About event
Cellular responses to environmental stress are regulated at both the transcriptional and posttranscriptional levels. Transcriptional regulation is efficient but relatively slow, and usually mediates long-term adaptation. By contrast, posttranscriptional regulation via RBPs allows gene expression to be rapidly altered in response to unfavorable environmental conditions. We previously developed the total RNA-associated proteome purification (TRAPP) protocol to isolate RBPs crosslinked to RNA. More recently, we used TRAPP to monitor global RBP dynamics in Saccharomyces cerevisiae in response to two well-characterized stress conditions: glucose starvation and heat shock. Each stress induced substantial remodeling of the RNA-protein interactome. Among the most notable changes, several ATP-dependent translation initiation factors involved in 40S scanning (eIF4A, eIF4B, and Ded1) lose binding to mRNAs entirely within just 30 seconds following glucose withdrawal. In parallel, already-initiated ribosomes finish elongating, allowing global translation to come to a halt in an orderly manner. These starkly different responses appear to be driven by rapid changes in the relative concentrations of intracellular ATP (powering translation initiation) and GTP (powering elongation) following glucose withdrawal.
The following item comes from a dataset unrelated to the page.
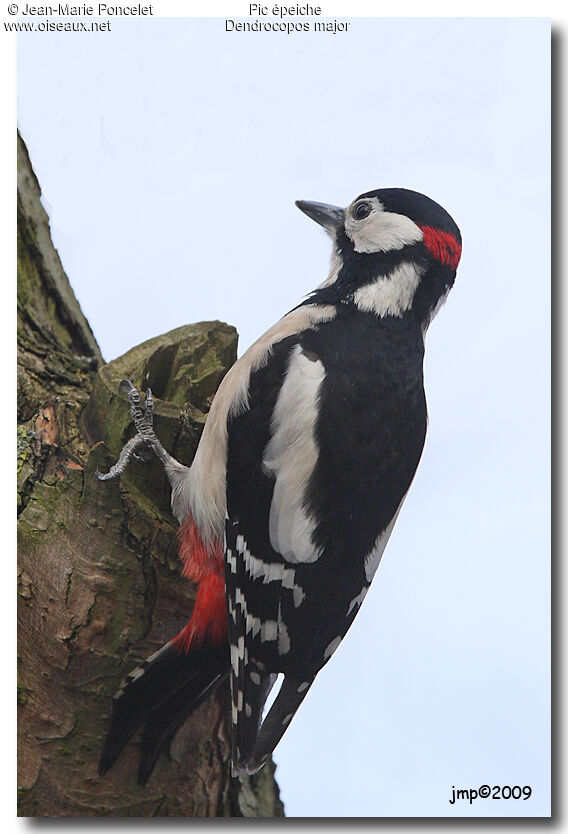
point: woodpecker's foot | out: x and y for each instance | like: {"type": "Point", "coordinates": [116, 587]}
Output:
{"type": "Point", "coordinates": [145, 442]}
Separately, our RNA-protein interactome screen identified several largely-uncharacterized RBPs. Among these were the related proteins Mrn1 and Nab6. We found that both proteins target a narrow and mostly overlapping set of cell wall-related mRNAs. Our results suggest that Nab6 acts in parallel to conventional transcriptional regulation pathways to maintain adequate expression of cell wall mRNAs during stress. Notably, Nab6-deficient cells are hypersensitive to antifungal compounds targeting the cell wall, highlighting the importance of posttranscriptional regulation in response to cell wall stress.